Das Geld regiert die Welt, die Politik ist sein Sklave

5. Anklagepunkt

Reißt endlich das Ruder rum, sonst entern Piraten das Parlament!

6. Anklagepunkt

Demokratie ist kein Kindergarten: Wir müssen hart arbeiten, um sie zu bewahren

7. Anklagepunkt

Politiker sind keine Landwirte. Warum betreiben sie dann Kuhhandel?

8. Anklagepunkt

Geiz ist auch in der Presse leider geil: Wo sollen wir uns in Zukunft seriös informieren?

9. Anklagepunkt

Im Laufschritt marsch zurück in die Vergangenheit

10. Anklagepunkt

Der Arbeitsmarkt ist kein Selbstbedienungsladen und die Jugend wartet nicht angeleint vor der Tür

11. Anklagepunkt

Generation ohne Lobby: Wir sitzen alle im selben Boot

12. Anklagepunkt

Ihr wechselt politisches Kleingeld auf Kosten der Jugend

13. Anklagepunkt

Alte gegen Junge: Eine Front, die es nicht gibt

14. Anklagepunkt

Jeder will jung aussehen, niemand will jung sein

15. Anklagepunkt

Verbannt Vorurteile von vorgestern, wir brauchen Platz in der Mitte

16. Anklagepunkt

Warum stellt ihr uns unter Generalverdacht? Auch für uns gilt die Unschuldsvermutung!

17. Anklagepunkt

Eigennutzen statt Gemeinwohl: Krisen machen uns zu Egoisten

18. Anklagepunkt

Konsumenten an die Macht! Die bösen Konzerne sind nur so böse wie wir selbst

19. Anklagepunkt

Die Europäische Union kennt ihr Ziel nicht, will es aber als Erster erreichen

20. Anklagepunkt

Epilog

Fangen wir neu an, ohne alte Fehler zu wiederholen! Ein Plädoyer gegen die Politikverdrossenheit

1. Anklagepunkt

Prolog

Politik und ich
Vom Freak zum Frustrierten

Es war an meinem 13. Geburtstag, als mir mein bester Freund eine Jugendzeitschrift schenkte. „Jetzt bist du ein Teenager“, sagte er und wie die meisten Pubertierenden fand ich großes Interesse am Inhalt dieses Hefts. Es trug den Titel „Yam!“. Wir nannten es fachmännisch und dem anglizistischen Zeitgeist entsprechend „Tschähm“. Heute weiß ich, dass wir einfach hätten lesen sollen, was auf dem Titel stand: Yam, Young Adult Magazine, einfach Yam, gesprochen: Iam.

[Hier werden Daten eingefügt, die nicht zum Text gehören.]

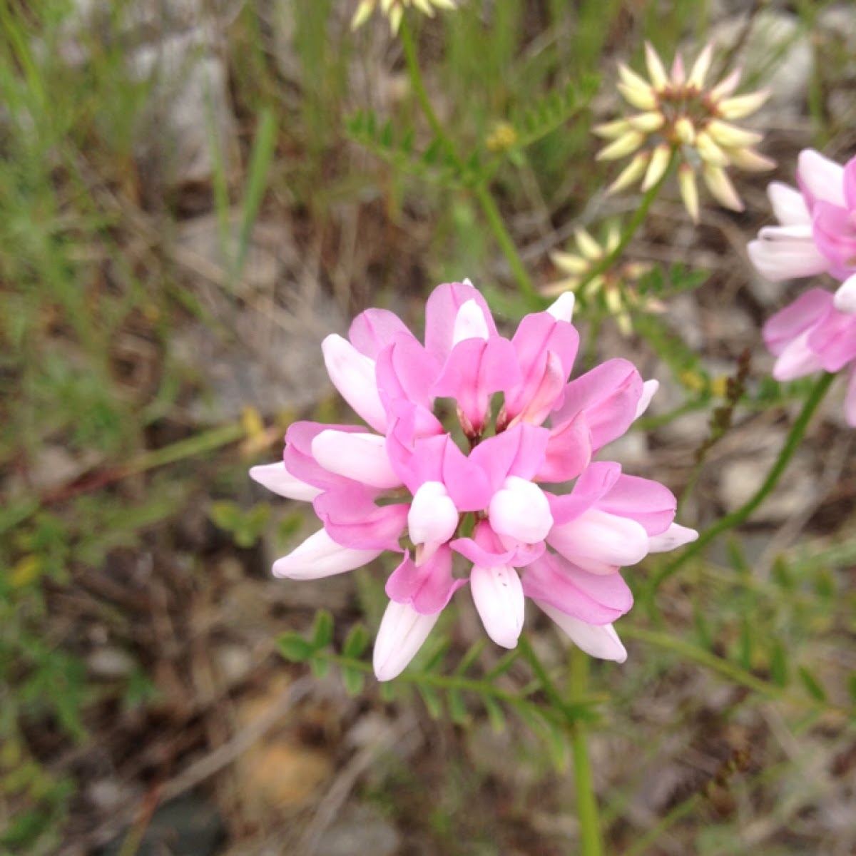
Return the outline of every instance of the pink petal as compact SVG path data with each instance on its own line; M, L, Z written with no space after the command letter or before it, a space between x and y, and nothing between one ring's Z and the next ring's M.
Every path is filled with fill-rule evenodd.
M591 460L591 443L584 413L550 433L550 441L536 481L564 482L575 479Z
M269 490L285 496L288 499L299 499L304 502L312 502L319 493L321 489L307 484L300 479L293 476L286 468L282 461L276 464L262 464L250 469L250 478L259 484L264 485Z
M852 271L856 265L856 227L846 208L818 202L814 208L814 241L833 265L833 273Z
M546 428L520 423L483 440L470 461L485 473L491 491L498 490L509 475L529 481L544 466L549 442Z
M289 580L318 580L361 568L383 552L382 549L353 550L344 547L320 529L288 556L277 559L273 563L273 575Z
M521 399L525 406L517 413L516 418L530 425L541 425L562 396L567 379L568 372L562 369L558 356L553 351L550 351L544 374L533 387L526 390L526 395ZM514 413L514 407L506 413L510 415Z
M374 494L358 484L328 490L312 505L330 538L342 546L401 552L398 539L408 505L375 505Z
M776 380L788 381L804 377L823 367L819 354L809 347L808 339L809 331L806 330L782 349L773 366L773 377Z
M838 372L856 357L856 316L830 311L808 334L808 348L827 372Z
M550 312L538 312L520 321L511 342L522 372L520 385L510 389L505 396L506 412L513 419L532 408L532 401L539 392L540 397L545 398L543 389L545 383L556 401L571 373L580 347L580 335L571 324L557 321ZM552 366L549 362L550 354L554 354ZM540 407L534 409L540 409ZM545 417L546 413L541 421ZM540 425L534 418L527 421Z
M514 347L508 339L465 339L458 342L434 384L435 396L454 398L471 425L480 431L490 396L520 383Z
M360 354L377 360L377 354L401 334L413 336L395 312L388 309L366 309L354 319L348 338Z
M466 580L452 577L452 551L444 544L419 566L405 554L404 561L386 581L386 593L390 600L407 603L421 615L433 615L466 583Z
M523 544L543 541L553 526L550 503L541 489L517 476L508 476L493 495L489 517L495 532Z
M564 294L559 294L556 300L547 307L547 312L557 321L567 321L570 324L571 318L574 317L575 303L576 298L574 296L574 292L566 291Z
M553 413L553 425L582 411L591 433L591 448L601 449L630 427L642 391L642 378L633 363L608 360L568 384L564 402Z
M455 317L452 348L465 339L487 339L490 329L481 306L475 300L467 300Z
M386 438L328 429L312 440L312 456L329 473L381 490L401 486L389 463Z
M547 543L566 559L591 574L612 574L648 555L648 534L641 524L598 508L553 526Z
M586 624L609 624L633 605L619 574L589 574L556 553L544 553L523 574L527 597Z
M750 241L746 252L758 273L773 282L813 276L829 267L829 260L815 246L813 238Z
M635 520L648 535L659 535L675 519L677 506L675 495L659 482L622 473L597 507Z
M694 529L682 526L679 523L672 523L664 532L648 538L648 552L668 553L671 550L695 541L698 538L698 533Z
M482 568L470 574L473 600L488 636L503 648L514 648L523 629L525 600L513 568Z
M377 394L374 360L336 334L324 339L321 349L327 373L342 397L375 431L384 433L386 413Z
M772 181L767 187L776 218L783 226L796 226L811 224L811 215L802 193L794 187L782 184L781 181Z
M397 678L428 638L440 613L423 615L407 603L390 601L375 640L373 665L378 681Z
M535 602L568 634L571 641L591 657L624 663L627 652L611 624L595 627L566 615L549 603Z
M847 389L844 396L844 417L851 428L856 428L856 364L847 372Z
M325 469L312 455L312 441L322 431L331 429L342 433L365 433L361 425L330 425L320 422L294 422L285 433L282 459L286 468L295 479L319 490L330 490L354 484L344 476Z
M764 341L778 356L798 336L813 327L832 306L832 295L823 288L810 288L764 325Z
M458 310L467 300L475 300L481 308L489 333L494 335L496 332L487 302L472 285L465 282L438 285L425 304L425 348L441 361L445 360L452 352Z
M483 568L525 568L544 554L544 542L506 548L487 520L477 524L473 538L459 538L449 546L473 565Z
M440 364L413 336L396 336L377 356L380 400L389 409L390 401L403 398L424 407L430 416L439 373Z
M824 158L813 149L800 152L797 180L804 193L808 193L811 202L822 200L835 205L845 205L844 169L835 161Z
M610 461L596 461L577 479L570 494L547 495L550 510L556 524L567 523L591 508L611 490L621 475L621 467Z
M856 274L848 276L838 287L834 298L834 306L840 312L856 315Z
M856 211L856 158L844 164L844 202L851 212Z
M644 415L651 405L651 399L657 395L657 390L659 389L660 382L658 380L646 380L642 384L642 395L636 403L636 415L633 417L634 422L640 416Z
M414 544L426 544L431 553L445 544L458 528L459 514L449 491L442 482L428 481L413 495L407 514L407 532ZM423 550L419 558L428 558ZM422 561L418 561L421 564Z
M455 508L461 512L483 510L493 495L484 471L451 441L444 449L440 480L446 485Z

Es war ein Geburtstagsgeschenk, wie es auch viele andere an so einem bedeutenden Datum bekamen, und auch der Tag – es war Hochsommer – verlief klassisch mit Baden, Musik Hören und Fußballspielen.

Ich erinnere mich allerdings, dass wir uns damals, nach dem Schwimmen in der Sonne trocknend, keineswegs über die Themen des Tschähm unterhielten. Vielmehr sprachen wir über Politik. Mein bester Freund war zwei Jahre älter als ich und vermochte seine Weltanschauung recht gut darzustellen. Schon die Tatsache, dass er mit 15 Jahren überhaupt eine hatte, faszinierte mich.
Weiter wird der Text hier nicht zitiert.